Les 8 et 9 mai 2026, le COLBAC a organisé deux mobilisations devant les arènes de Béziers à l’occasion de la Feria Off et des « galas taurins » (avec mise à mort) programmés durant l’événement.
Dans une ville où la corrida ne survit que grâce au soutien institutionnel de la municipalité et à une intense promotion médiatique, il est essentiel de faire entendre une autre voix : celle du refus de la cruauté érigée en spectacle, et du refus de considérer comme normal d’applaudir l’agonie d’un animal.
Pendant ces deux rassemblements silencieux de deux heures, les militants ont interpellé le public par la force des visuels et rappelé qu’aucune tradition ne peut justifier la souffrance infligée aux animaux dans les arènes.
Nous refusons que cette barbarie soit banalisée et que ces mises à mort se déroulent dans l’indifférence.
À chaque mobilisation, une trentaine de militants étaient présents, particulièrement bien placés devant les arènes. Un journaliste de Charlie Hebdo a suivi la manifestation pendant plusieurs heures et a consacré un long article à cette mobilisation.





“Gala” taurin : de quoi parle-t-on ?
Dans ces festivals, les toreros ne sont pas rémunérés et les taureaux sont offerts par l’éleveur (ici également organisateur).
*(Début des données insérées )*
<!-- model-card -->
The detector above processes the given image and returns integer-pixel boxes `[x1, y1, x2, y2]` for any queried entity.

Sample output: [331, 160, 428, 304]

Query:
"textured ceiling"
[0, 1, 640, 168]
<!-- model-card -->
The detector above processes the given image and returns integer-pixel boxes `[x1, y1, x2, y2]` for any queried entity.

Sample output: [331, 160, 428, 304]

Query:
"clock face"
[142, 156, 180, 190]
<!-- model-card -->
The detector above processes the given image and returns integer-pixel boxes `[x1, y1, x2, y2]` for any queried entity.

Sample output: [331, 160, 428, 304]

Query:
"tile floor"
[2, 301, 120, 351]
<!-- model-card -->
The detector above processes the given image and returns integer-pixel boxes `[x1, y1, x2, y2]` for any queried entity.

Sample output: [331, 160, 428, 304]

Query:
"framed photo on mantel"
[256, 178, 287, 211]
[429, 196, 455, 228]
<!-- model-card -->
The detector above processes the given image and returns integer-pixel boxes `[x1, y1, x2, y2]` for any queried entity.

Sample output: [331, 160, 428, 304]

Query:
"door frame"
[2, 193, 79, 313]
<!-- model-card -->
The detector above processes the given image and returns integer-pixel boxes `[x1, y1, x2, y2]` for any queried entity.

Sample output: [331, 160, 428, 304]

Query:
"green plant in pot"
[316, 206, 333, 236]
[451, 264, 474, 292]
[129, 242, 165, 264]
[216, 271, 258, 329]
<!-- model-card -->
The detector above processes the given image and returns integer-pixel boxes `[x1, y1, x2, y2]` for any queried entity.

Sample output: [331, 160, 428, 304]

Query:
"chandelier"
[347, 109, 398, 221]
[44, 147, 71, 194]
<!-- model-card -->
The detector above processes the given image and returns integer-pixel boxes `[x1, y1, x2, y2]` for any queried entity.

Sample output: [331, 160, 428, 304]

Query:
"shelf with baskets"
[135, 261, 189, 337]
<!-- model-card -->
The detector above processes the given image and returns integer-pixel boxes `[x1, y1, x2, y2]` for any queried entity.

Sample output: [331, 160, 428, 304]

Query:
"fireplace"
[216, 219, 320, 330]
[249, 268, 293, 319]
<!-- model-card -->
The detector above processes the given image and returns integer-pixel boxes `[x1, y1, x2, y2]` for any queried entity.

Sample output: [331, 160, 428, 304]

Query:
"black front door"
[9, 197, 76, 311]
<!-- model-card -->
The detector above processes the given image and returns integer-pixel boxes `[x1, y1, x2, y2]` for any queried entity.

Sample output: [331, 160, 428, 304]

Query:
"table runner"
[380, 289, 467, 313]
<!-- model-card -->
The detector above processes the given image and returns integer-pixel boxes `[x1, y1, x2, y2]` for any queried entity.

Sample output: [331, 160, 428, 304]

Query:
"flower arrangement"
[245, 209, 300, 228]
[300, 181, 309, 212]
Il s’agit donc de spectacles à bas coût : 20 € pour assister à la torture et à la mise à mort d’un taureau.
Puisqu’ils toréent gratuitement, les toreros ne prennent aucun risque : les taureaux ont donc systématiquement les cornes raccourcies et épointées.
Le règlement taurin municipal prévoit même que l’on puisse y combattre « tous types d’animaux mâles présentant les garanties sanitaires requises ». En clair : des taureaux présentant des défauts et jugés non “vendables” pour les corridas formelles.


Une stratégie assumée pour attirer les jeunes
La Feria Off, qui prend chaque année davantage d’ampleur avec l’ambition affichée de devenir une seconde feria à Béziers, repose sur une logique assumée : concerts, DJ, alcool et animations festives destinés à attirer un public jeune… puis à l’amener vers les arènes.
Le milieu taurin lui-même le reconnaît ouvertement : « Sans la fête, les jeunes ne s’intéresseraient pas aux toros. » (article Midi Libre)
Créer de “l’aficion” à coups de musique et d’ambiance festive autour de spectacles où des animaux sont torturés et mis à mort : voilà la réalité que le COLBAC entend continuer à dénoncer.